Boris Charmatz et Olivier Dubois séduisent le Festival de Marseille
En ce dernier weekend du Festival de Marseille, le public était une nouvelle fois au rendez-vous et ravi d’avoir assisté à deux propositions diamétralement opposées : l’élégance moderne de Somnole au Théâtre de la Joliette et la reprise de l’ancien tube Tragédie à la Criée.
18H- Somnole réveille les foules.
Boris Charmatz siffle inlassablement depuis plus d’un an maintenant. La pièce a énormément tourné depuis sa création à Lille, son passage remarqué à Saint Eustache lors du Festival d’Automne, puis aux Hivernales à Avignon cet hiver. Nous le retrouvons une nouvelle fois et comme à chaque fois, ce solo somptueux et sensible change d’intention dès qu’il change de lieu.
Le théâtre de la Joliette est un petit théâtre de quelques centaines de places. Le rapport entre la salle et la scène est égal. Il y a une forme d’intimité immédiate qui s’installe quand le chorégraphe et danseur arrive dans la pénombre verte pensée par Yves Godin, les bras excessivement étirés. Nous le découvrons plus fragile que d’habitude, vraiment cueilli au réveil.
Le nouveau directeur du Tanztheater Wuppertal Pina Bausch siffle doucement pour se chauffer, chaque muscle y passe, jusqu’à la tête qu’il fait se pencher de chaque côté. Dans ce lieu, contrairement à l’espace immense de La FabricA (une salle de répétition et de spectacle à Avignon aux dimensions de la Cour d’Honneur, soit près de 800 m2), il n’est pas abandonné, il est au contraire soutenu.
La pièce très écrite est l’occasion pour le danseur de dresser un autoportrait très original. Il saute très haut sans trampoline et il court vite comme dans Partita 2. Il tombe comme dans Levée des conflits. Il questionne, comme il le faisait avec Anne Teresa de Keersmaeker, le lien entre le son et le geste, la musique et le rythme.
Avec Somnole, il choisit d’être sa propre bande son, annulant toute possibilité d’écrasement de la musique sur les pas ou l’inverse. Cela nous offre un portrait qui s’écoute autant qu’il se regarde, à bout de souffle parfois, les lèvres serrées ailleurs. Il joue aussi des cordes vocales et quelques fois en sort un son. Sa technique se mélange avec les danses pop, comme le slow qui ici devient un crève-cœur d’une beauté rare. Il ne s’économise jamais, offre des cassures très justes dans cette pièce jamais littérale.
21h – Tragédie, new edit
Nous sommes en 2012. Le nom d’Olivier Dubois est encore inconnu.
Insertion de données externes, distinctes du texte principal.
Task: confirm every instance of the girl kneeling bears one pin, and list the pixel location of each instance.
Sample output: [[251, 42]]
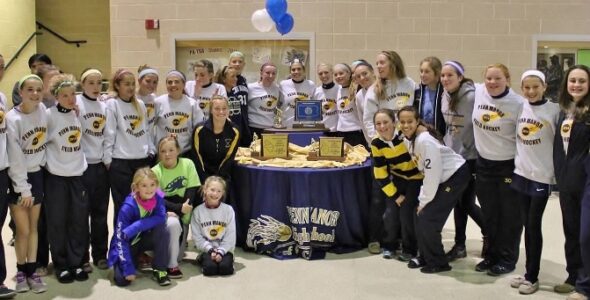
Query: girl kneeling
[[446, 176]]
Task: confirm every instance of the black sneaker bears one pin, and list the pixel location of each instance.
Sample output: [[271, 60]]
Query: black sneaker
[[80, 274], [458, 251], [416, 262], [6, 293], [484, 265], [435, 269], [497, 270], [161, 277], [64, 276]]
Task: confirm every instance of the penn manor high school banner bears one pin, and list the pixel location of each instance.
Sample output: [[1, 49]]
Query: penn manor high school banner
[[289, 213]]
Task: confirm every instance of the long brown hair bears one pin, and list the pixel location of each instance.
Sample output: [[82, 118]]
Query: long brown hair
[[566, 101], [396, 70]]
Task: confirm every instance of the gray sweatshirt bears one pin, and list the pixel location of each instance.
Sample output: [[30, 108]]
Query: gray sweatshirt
[[459, 135]]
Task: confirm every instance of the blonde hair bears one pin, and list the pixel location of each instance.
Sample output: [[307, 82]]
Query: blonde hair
[[141, 174], [210, 180], [502, 68]]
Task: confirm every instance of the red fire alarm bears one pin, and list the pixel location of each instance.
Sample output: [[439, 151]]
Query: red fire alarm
[[152, 24]]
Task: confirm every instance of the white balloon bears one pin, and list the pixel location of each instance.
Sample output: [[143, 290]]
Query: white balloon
[[262, 21]]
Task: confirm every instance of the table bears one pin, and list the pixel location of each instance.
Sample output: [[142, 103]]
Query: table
[[288, 213], [300, 136]]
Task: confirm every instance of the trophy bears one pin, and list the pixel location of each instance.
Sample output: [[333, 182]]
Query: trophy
[[278, 119]]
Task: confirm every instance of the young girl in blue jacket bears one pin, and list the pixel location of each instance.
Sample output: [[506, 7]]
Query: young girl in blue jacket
[[140, 226]]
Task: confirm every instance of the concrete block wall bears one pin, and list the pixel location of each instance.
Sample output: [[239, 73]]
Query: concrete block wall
[[475, 32]]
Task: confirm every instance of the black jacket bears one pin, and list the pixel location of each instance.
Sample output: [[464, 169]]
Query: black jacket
[[570, 170], [213, 154], [439, 121]]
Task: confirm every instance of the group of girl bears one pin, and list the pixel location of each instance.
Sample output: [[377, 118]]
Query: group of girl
[[57, 151], [458, 140]]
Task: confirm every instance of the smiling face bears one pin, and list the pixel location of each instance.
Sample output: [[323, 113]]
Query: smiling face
[[384, 125], [450, 79], [297, 72], [383, 66], [496, 81], [148, 84], [66, 97], [238, 64], [408, 123], [92, 84], [363, 76], [31, 92], [174, 86], [427, 74], [341, 75], [219, 110], [325, 74], [146, 188], [214, 193], [126, 87], [533, 88], [202, 76], [268, 75], [168, 154], [577, 84]]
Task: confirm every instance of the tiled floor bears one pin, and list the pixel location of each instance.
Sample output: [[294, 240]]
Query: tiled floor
[[351, 276]]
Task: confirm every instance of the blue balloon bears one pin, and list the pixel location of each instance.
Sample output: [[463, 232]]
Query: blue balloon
[[276, 9], [285, 24]]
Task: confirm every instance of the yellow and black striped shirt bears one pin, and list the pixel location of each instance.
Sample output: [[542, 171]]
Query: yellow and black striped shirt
[[392, 159]]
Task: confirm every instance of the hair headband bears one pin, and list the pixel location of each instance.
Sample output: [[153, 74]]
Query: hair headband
[[535, 73], [455, 65], [27, 77], [236, 54], [62, 85], [146, 72], [88, 73], [176, 73]]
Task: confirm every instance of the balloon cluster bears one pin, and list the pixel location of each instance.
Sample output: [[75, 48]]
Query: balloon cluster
[[275, 14]]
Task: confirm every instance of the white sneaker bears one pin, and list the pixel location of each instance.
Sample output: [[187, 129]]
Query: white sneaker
[[517, 281], [527, 287]]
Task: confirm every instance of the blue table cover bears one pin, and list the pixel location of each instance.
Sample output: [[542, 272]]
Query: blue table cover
[[288, 213]]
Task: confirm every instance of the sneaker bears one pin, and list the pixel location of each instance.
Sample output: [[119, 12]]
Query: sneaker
[[484, 265], [42, 271], [404, 257], [36, 284], [21, 283], [485, 247], [497, 270], [416, 262], [6, 293], [102, 264], [144, 262], [527, 287], [458, 251], [564, 288], [161, 277], [80, 274], [175, 273], [87, 267], [577, 296], [374, 248], [65, 276], [435, 269], [517, 281]]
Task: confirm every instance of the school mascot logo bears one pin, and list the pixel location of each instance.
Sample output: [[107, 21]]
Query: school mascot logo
[[266, 230], [490, 116]]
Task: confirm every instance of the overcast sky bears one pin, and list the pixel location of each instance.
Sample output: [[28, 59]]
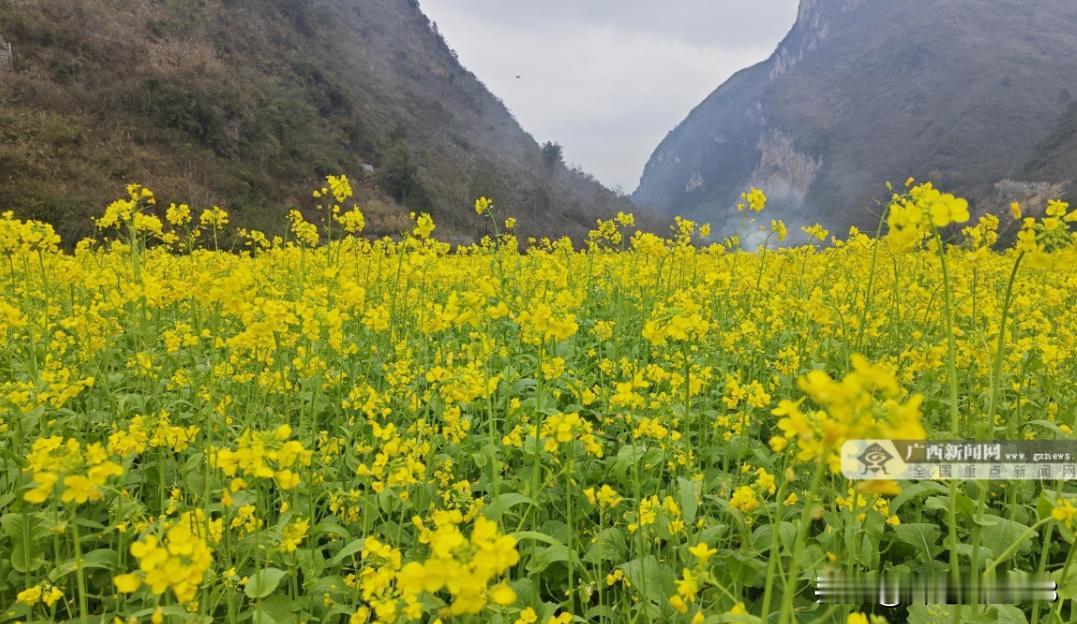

Le chorégraphe et danseur est au début de sa carrière. Cloître des Carmes, plein air, bestiaires de gargouilles flippantes. 22h ce 29 juillet. C’est la déflagration. Tragédie est vue comme le choc de cette édition.
Dix ans après, rien n’a changé. Ce qui était une révolution apparaît, dix ans après, dans une décennie qui a connu Meetoo, qui a démonté le patriarcat, qui a redéfini le genre, comme une pièce dans l’air du temps, mais plus d’avant-garde.
Le “New edit” est à trouver dans la distribution qui n’est plus exactement la même et dans l’insertion de moments plus doux. Car Tragédie, au commencement, n’a rien, justement, de doux.
La pièce se compose toujours de trois temps : une « parade », « des épisodes » et « une catharsis ». En lignes, verticales ou horizontales, les 18 danseurs, 9 filles et 9 garçons, de tous les âges, toujours de couleurs et de corps différents, dans une nudité sublimée par une lumière plastique et variable, parfois agressive, ne se mélangent jamais tout en se croisant tout le temps. La maîtrise des changements de direction est étouffante de précision. Les attitudes des visages ne bronchent pas, l’ignorance des uns et des autres est totale.
Cela n’a pas bougé et reste un monument d’écriture chorégraphique. La pièce est une montée en puissance, aidée par la musique techno et rock de François Caffene. Les marches deviennent accidentées, les flux changent de direction, et dans la Tragédie, new edit, il y a un peu d’espoir. Les humains peuvent se rencontrer, enfin. Il n’empêche, les garçons et les filles constituent deux armées bien séparées, même en 2022.
Il est important de voir Tragédie comme une pièce de répertoire, et de toujours la situer dans l’avant-garde du début des années 2010.